Workstation Resource Utilization Goes Local (Again)

For much of the last 25 years, Computer Scientists have looked for ways to make use of the unused resources of workstation machines. During this time the capacities of machines have greatly increased, as have the number that are available and under-utilized. But while the focus of this work gradually shifted from local area networks to web-scale systems, the last few years have seen a shift back to the small scale. Here’s why.

The Workstation Revolution

In the late eighties, a group of researchers from the University of Wisconsin were trying to parallelize computation over workstation machines.

They observed large collections of machines, connected but under-utilized, and many users whose demand for computation far exceeded their current capacity. If the unused capacity could be harnessed, it provided a greater degree of parallelism than was previously available, and could do so with existing resources.

Their approach worked, and the resulting system, Condor [1], is still used today. Indeed, the two fundamental problems of distributed desktop computing are the same now as they were 25 years ago:

  1. The desktop is run for the benefit of its interactive user, so background processes shouldn’t affect that user’s activities.
  2. The desktop is unreliable, and can become unavailable at any time.

Condor was designed such that computations could be paused, making it possible to minimize impact on user activity during busy periods. It was also designed such that computations could be re-run from a previous checkpoint, ensuring the failure of a machine didn’t critically impact results.
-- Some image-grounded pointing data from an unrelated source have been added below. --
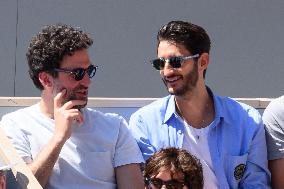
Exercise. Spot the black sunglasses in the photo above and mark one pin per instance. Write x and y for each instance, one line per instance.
(175, 61)
(79, 73)
(158, 183)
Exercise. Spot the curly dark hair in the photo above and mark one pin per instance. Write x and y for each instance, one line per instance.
(193, 37)
(48, 47)
(176, 160)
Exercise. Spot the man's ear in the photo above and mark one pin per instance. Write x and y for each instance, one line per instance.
(203, 61)
(45, 79)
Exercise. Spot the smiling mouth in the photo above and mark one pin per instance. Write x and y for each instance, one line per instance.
(172, 79)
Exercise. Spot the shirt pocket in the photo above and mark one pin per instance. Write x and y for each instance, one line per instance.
(98, 165)
(235, 167)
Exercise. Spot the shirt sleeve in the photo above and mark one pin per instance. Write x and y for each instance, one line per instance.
(17, 137)
(139, 130)
(127, 150)
(256, 175)
(273, 118)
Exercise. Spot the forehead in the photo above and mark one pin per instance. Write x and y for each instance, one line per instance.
(169, 48)
(79, 59)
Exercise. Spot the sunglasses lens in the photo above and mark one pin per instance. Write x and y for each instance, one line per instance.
(158, 64)
(79, 74)
(175, 62)
(91, 71)
(157, 183)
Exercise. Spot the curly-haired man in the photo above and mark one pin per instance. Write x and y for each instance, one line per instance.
(65, 144)
(174, 168)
It created a pool of computational capacity which users could tap into, which was perfect for local-area networks, because long running computations could be run on remote machines and paused whenever the machine was in use. Since these machines typically resided within a single organization, administrators could ensure that the machines rarely became unavailable for reasons other than user activity.

The Internet Generation

The nineties saw an explosion in the number of workstations that were available, connected, and unused. With the advent of the World Wide Web, the problem of resource utilization had gone global.

The characteristics of this network were vastly different to the LANs used by Condor. Most importantly, with machines outwith the control of any one organization, they were less reliable than ever. Worse still, results could not be trusted. For example, a user with a home workstation may have had a lot of unused capacity, but unlike the lab machines typically used by Condor, there was no guarantee that this machine would be available for any length of time. Even if it was available, with the machine being at a remote site, we now had to consider that results could be faked or corrupted.
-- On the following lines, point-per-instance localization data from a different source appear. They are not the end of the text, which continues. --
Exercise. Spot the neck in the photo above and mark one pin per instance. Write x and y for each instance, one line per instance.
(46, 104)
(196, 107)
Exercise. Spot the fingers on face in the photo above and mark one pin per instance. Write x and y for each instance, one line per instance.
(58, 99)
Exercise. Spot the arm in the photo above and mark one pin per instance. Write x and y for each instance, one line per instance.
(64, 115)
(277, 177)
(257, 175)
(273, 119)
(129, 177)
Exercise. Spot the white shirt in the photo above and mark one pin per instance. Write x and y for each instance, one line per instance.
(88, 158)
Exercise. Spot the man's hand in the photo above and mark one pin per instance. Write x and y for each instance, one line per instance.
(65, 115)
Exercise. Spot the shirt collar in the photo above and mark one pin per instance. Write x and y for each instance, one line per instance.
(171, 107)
More positively, there were now so many of these machines available that any system able to use a tiny fraction of their resources would be able to harness great computational power. In fact, there were now so many machines available that systems such as Distributed.net [2] and Seti@Home [3] could take advantage of redundant computation.

Both systems broke computations down into relatively small problems, and sent duplicates of these problems to many machines. The problems were small enough that even a short period of activity would allow the remote machine to complete, and the number of duplicate computations was great enough to ensure that (a) some of the machines would eventually finish the computation, and (b) enough of these machines would finish that their results could be compared, ensuring that corrupted results were ignored.

Forging beyond computation, P2P systems such as Napster [4] and BitTorrent [5] allowed people to use the storage capacity of their workstations to share and distribute data. Like Seti@Home did for computation, the key to these systems was that redundant copies of data were stored across many machines, meaning the system’s operation was not dependent on the continued availability of only a few workstations.

Local Again

Until recently, this was as far as these systems came. But the ubiquity of multi-machine home networks and an ever increasing demand for storage has created a new focus — storage on local area networks.

Napster and BitTorrent work well on a large scale, when the sheer number of users makes it unlikely that popular items will be inaccessible, but poorly on a small scale where they provide no guarantees that all data will be backed up.

Workstations and LANs now have the capacity to be used for storage, without affecting the activities of the user of a machine (problem 1). New storage systems are capable of ensuring that there are always enough copies of data to prevent data loss (problem 2).

Companies such as AetherWorks(disclaimer: this is who I work for)[6], AeroFS [7], and BitTorrent Sync [8] are working to make use of this under-utilized storage space.

Why do we do this? Many small companies have storage needs, but no desire for a server (and regulatory compliance issues with the cloud), while many others have one or two servers but no redundancy. The ability to provide backup without additional capital expenditure makes that additional backup or server a much more realistic prospect.

Resource utilization has gone local again. This time the focus is on storage.

Footnotes

[1] Condor: A Hunter of Idle Workstations

[2] Distributed.net

[3] Seti@Home

[4] Napster

[5] BitTorrent

[6] AetherStore

[7] AeroFS

[8] BitTorrent Sync

This is a repost of a blog I wrote over on the AetherWorks Blog earlier this year.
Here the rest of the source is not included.